Unfolding the City. Art as an Agent of Transformation
Abstract :
This paper explores the intersection of public and participatory art, urban space, and feminist practice through the case of Hristina Ivanoska’s ongoing project Naming the Bridge: Rosa Plaveva and Nakie Bajram. Initiated in 2004, the project addresses the marginalization of women in Skopje’s symbolic and physical landscape¹ and questions the role of contemporary art in redefining the city’s urban environment.
By proposing to name a newly constructed bridge [figure 1] uniting the Muslim and Orthodox parts of the city after Rosa Plaveva and Nakie Bajram — two early advocates of women’s rights and literacy, of Macedonian and Turkish descent respectively — Ivanoska challenges dominant narratives of urban development and the patriarchal logic underlying the naming of public spaces.
In reinvesting these historical figures, Ivanoska engages a complex nexus of memory, identity, and civic participation. Her proposal to the municipal authorities of Skopje to name the new bridge after these two women becomes the basis of a long-term, research-based artistic process that combines historical inquiry, bureaucratic documentation, and performative gesture. Conceived in the aftermath of the 2001 conflict that divided the city and the country along ethnic and religious lines, the project speaks directly to the need for re-establishing a silenced dialogue between communities separated by the river Vardar.
As such, Naming the Bridge offers a telling example of an individual artistic initiative that approaches the question of women’s emancipation with historical sensitivity rather than ideological antagonism. It proposes to build, both metaphorically and materially, a bridge between conflicting cultural and intellectual positions. Through this act, Ivanoska’s work foregrounds the political and emancipatory force of often-dismissed and disavowed twentieth-century histories, in order to confront the rise of nationalism and inter-ethnic conflict in post-socialist North Macedonia and, more broadly, across the former Yugoslav space.

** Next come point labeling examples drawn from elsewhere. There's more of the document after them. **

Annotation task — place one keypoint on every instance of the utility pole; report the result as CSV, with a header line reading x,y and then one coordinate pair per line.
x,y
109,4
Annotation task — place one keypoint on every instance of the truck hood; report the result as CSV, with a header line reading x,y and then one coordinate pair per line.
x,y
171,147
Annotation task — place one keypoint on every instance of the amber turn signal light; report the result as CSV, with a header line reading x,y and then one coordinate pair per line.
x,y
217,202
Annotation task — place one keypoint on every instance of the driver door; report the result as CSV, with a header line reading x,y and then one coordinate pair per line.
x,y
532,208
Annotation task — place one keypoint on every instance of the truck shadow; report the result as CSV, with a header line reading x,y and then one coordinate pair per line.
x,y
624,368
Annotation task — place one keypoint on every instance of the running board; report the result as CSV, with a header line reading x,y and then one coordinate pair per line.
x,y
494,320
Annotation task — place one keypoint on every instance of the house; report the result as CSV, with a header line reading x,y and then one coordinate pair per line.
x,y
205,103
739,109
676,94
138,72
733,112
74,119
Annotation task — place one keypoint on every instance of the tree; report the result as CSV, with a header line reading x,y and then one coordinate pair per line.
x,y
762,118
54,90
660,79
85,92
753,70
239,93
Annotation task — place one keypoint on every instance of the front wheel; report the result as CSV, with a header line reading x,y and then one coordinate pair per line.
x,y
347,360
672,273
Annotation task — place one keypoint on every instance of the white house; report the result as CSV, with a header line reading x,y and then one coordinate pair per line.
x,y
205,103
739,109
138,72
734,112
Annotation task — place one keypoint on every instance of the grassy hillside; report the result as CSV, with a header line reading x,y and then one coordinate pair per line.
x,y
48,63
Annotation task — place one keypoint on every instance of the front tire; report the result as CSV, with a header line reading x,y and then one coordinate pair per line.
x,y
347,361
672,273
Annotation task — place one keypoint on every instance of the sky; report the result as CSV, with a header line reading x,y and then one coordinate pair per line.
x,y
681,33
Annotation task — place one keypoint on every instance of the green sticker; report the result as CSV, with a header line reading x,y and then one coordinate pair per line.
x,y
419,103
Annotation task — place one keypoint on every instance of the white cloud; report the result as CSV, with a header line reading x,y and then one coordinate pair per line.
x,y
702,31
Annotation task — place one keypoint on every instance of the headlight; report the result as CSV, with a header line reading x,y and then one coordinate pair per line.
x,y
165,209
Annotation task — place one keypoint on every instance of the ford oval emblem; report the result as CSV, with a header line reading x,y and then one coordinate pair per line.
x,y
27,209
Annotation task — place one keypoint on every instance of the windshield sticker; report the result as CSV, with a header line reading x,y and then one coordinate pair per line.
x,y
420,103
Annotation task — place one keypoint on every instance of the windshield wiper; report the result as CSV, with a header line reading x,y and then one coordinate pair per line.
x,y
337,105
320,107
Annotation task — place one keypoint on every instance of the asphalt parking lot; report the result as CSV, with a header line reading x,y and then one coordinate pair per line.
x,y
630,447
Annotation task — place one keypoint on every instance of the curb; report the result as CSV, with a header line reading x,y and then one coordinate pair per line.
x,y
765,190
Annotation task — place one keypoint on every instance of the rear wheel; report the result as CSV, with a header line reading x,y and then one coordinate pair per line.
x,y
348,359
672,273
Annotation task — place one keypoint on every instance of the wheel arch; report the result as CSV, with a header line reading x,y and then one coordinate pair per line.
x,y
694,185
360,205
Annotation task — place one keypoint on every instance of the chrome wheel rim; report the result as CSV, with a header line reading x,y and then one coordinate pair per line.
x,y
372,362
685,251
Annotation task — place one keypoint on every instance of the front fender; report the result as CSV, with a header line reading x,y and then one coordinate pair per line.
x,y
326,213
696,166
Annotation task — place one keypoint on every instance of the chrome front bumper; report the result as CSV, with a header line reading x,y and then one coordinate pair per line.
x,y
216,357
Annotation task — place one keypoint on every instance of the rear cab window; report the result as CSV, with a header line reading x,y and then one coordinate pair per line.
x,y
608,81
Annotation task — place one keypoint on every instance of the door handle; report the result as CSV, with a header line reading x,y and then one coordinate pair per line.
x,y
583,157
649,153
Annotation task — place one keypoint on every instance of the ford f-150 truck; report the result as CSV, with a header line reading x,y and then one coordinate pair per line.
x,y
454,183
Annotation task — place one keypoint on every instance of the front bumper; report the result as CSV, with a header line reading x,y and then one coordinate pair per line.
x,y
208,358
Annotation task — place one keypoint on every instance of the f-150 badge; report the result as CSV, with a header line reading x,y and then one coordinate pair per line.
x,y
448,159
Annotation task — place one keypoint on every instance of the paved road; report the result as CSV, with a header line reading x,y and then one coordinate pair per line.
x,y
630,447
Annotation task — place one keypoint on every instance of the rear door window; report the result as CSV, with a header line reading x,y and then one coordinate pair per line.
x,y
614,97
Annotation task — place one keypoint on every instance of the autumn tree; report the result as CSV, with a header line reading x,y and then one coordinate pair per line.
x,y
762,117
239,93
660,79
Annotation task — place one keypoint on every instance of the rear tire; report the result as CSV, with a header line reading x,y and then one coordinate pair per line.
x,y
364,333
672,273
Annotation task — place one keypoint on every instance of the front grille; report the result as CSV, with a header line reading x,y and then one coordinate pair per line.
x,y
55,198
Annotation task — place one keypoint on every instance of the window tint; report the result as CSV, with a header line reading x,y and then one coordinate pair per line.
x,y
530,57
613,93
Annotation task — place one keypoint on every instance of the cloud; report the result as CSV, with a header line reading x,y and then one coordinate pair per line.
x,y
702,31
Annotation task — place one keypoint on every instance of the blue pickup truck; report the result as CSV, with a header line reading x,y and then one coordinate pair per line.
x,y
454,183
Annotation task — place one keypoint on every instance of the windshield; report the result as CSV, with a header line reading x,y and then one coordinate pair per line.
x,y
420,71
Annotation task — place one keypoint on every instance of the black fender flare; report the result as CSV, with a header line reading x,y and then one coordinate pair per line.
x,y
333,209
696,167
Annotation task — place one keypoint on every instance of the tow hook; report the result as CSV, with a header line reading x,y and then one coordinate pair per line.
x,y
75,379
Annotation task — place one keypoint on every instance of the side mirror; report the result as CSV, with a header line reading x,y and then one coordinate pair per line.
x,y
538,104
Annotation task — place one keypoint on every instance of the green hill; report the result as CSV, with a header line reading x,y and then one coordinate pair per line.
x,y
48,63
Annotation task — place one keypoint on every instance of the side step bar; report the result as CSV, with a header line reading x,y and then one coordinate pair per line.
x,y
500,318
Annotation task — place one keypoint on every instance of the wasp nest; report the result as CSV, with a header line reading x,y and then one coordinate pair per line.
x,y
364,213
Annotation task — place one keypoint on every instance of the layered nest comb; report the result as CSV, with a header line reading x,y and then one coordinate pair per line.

Through this lens, the paper examines how public art can act as an agent of urban transformation — rewriting collective memory, producing alternative narratives, and creating spaces for marginalized voices. Using Naming the Bridge as a case study, it aims to reflect on the complex entanglement between political and cultural processes of renaming and the broader dynamics of identity formation and destabilization in North Macedonia since the fall of Yugoslavia.
It also situates this case within a wider implication of renaming as both a symbolic and political act — one that not only reconfigures visual culture but also reshapes collective and individual subjectivities², specifically in times of political transformation³.
Finally, this paper interrogates the relationship between participatory art and policy-making, particularly in the context of citizen-led initiatives such as Ivanoska’s. Can artists influence urban planning and decision-making processes? What happens when artistic procedures enter the domain of governance? By engaging these questions, the paper contributes to a broader understanding of how feminist art practices not only reshape public space but also intervene in the political, cultural, and historical narratives of the city.
Situating Naming the Bridge within Ivanoska’s broader practice in urban space, this paper argues that the work articulates a form of what I call procedural feminism: a mode of artistic engagement that operates within institutional frameworks to expose their contradictions and to reclaim their capacity for civic meaning.
More on the publication:
Unfolding the City. Art as an Agent of Transformation is the first international conference organized by the Center for the Arts of the Albanian Academy of Sciences. The event addresses the ongoing transformations of the urban image, with particular attention to the profound changes currently reshaping Albanian cities.
More specifically, the conference aims to investigate these processes by examining the impact of contemporary art on the city and on its transformations at social, political, and urban levels. What is the impact of art on the transformation of the city? What tools and methodologies does art employ when engaging with public space? Which spaces can art claim within the contemporary urban condition? In a society increasingly controlled and divided between physical and digital realms, does art in public space still have a meaningful role? And how can interventions in the physical fabric of our ever-changing cities contribute to the creation of new perspectives and alternative approaches to reality?